While the narrative is ostensibly a straight parade from the late 1960s forward, Gilbert Hernandez throws in the deliberately unsettling anachronism of Bobby’s pal having an iPad providing glimpses of the future. Maybe it’s to distract from how much Hernandez is trawling through his own 1970s experiences, although also used to comment on a lack of imagination. Lalo has this fantastic device with a considerable portion of the future at his disposal, and he uses it to view pictures of nurses crapping, or atrocities. Without it, would he become Jeffrey Dahmer?

That teenage mixture of absolute certainty and insular insecurity is articulately conveyed, as is the redemptive power of music. However, Hernandez keeps a distance. Bobby wanders through life in a series of elegantly drawn black and white panels, never committing, passively accepting life as it happens, only music and the silence of his father able to move him to passion.
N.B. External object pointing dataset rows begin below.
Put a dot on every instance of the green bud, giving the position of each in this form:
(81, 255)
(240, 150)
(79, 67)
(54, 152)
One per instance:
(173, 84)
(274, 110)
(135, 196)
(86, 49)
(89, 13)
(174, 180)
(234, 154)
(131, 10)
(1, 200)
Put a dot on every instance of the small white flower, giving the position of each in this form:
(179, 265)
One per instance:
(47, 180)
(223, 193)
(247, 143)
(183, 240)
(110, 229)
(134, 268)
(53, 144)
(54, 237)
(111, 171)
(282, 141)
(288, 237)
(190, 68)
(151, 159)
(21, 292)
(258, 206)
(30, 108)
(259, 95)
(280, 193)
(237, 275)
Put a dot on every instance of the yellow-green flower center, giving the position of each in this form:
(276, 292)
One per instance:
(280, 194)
There’s a sense of Hernandez considering some people’s high school days shape their lives, particularly if those lives continue to be lived in the same neighbourhood.

The art is deliberately a little wooden, people given fixed expressions as they conceal their inner thoughts, and Bumperhead only really moves beyond walking pace during a couple of concerts. For all that, the cast are well designed and distinctive, Hernandez having fun with the 1970s fashions.

Neat little observations are present, but although Bobby explains himself, sometimes articulately, he doesn’t actually have much to say, which ensures he’s not a compelling protagonist. Combine that with a series of listless events, and it leaves Bumperhead as true to its cast, but without the depth of Hernandez’s Palomar stories or the wackyness of his b-movie pastiches.